Археолог усмехнулся.
— Нет, хотя они тоже изумительны. Автора отличает глубина моральной ответственности за происходящее. Его занимает судьба страны, а не только древние руины. Денону хватает силы духа, хватает дерзости задаваться вопросами о том, каковы мотивы экспедиции. Он размышляет, не явились ли французы с тем, чтобы просто сменить мамелюков на троне, и чем вообще последние заслужили такую немилость. Причем все это — на страницах книги, посвященной главнокомандующему кампании.
Ринд кивнул.
— Да уж, редкая храбрость.
— И это при всей его осторожности.
— Скажите, а вы ни разу не встречались?
Сэр Гарднер отвел глаза.
— Ну, когда я впервые приезжал в Париж, старик еще держался молодцом… — Тут он умолк, отложил образцы и явно решил сменить тему: — А как вы смотрите на то, чтобы вместе отужинать?
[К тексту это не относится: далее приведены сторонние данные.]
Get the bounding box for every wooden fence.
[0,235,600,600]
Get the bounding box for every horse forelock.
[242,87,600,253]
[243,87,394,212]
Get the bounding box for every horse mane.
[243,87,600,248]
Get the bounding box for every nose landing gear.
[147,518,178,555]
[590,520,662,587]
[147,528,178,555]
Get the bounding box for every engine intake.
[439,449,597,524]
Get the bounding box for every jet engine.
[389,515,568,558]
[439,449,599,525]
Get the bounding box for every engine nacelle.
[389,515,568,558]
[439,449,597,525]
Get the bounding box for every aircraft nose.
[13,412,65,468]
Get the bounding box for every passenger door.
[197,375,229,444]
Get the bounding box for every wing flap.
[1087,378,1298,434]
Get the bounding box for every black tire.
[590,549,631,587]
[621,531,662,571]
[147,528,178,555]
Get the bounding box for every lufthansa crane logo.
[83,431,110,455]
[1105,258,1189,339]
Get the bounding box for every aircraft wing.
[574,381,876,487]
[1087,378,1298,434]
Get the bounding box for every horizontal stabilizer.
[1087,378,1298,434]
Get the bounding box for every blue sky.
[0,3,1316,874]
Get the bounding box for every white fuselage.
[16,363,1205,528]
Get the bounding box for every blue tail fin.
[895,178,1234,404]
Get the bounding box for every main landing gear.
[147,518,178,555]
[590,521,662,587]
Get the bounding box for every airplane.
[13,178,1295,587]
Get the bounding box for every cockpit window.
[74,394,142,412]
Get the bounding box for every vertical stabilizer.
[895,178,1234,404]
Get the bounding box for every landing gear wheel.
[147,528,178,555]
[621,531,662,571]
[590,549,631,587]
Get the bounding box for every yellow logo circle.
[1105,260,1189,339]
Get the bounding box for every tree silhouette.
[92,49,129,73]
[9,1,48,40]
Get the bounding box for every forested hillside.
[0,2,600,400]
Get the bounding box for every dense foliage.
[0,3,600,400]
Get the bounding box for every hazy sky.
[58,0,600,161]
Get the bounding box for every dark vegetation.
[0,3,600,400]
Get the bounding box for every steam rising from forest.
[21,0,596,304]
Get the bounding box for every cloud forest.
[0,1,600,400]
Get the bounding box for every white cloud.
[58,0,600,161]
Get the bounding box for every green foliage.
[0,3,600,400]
Ринд невольно заартачился.
— Это слишком любезно с вашей стороны, сэр Гарднер, но я не могу, в самом деле…
30
«Путешествия по Нижнему и Верхнему Египту» (фр.).
31
Колоссы Мемнона — гигантские статуи, которые располагаются на западном берегу Нила в Фивах, рядом с современным Луксором. Согласно историческим сведениям, один из колоссов был частично разрушен в результате землетрясения в 27 году до нашей эры. С тех пор в трудах греческих и римских авторов упоминается странный протяжный звук, который камень издавал на рассвете. Считалось, что так Мемнон приветствовал свою мать Аврору, богиню утренней зари. Услышать голос погибшего героя приезжали многие путешественники. Статуе приписывали способности оракула, а ее голос считался знаком благосклонности богов. После реставрации по приказу римского императора Септимия Севера статуя умолкла навсегда. Позже этому удивительному явлению нашли вполне прозаическое объяснение. По всей видимости, звук возникал от ветра, скользящего по трещинам монумента, либо от вибраций, происходящих под воздействием тепла на остывший камень.
32
Храмовый комплекс на острове Филе (Филэ или Филы): храм Нектанеба I, павильон Трояна, храм Хатор и монументальный храм Исиды — один из немногих хорошо сохранившихся архитектурных сооружений времен Птолемеев.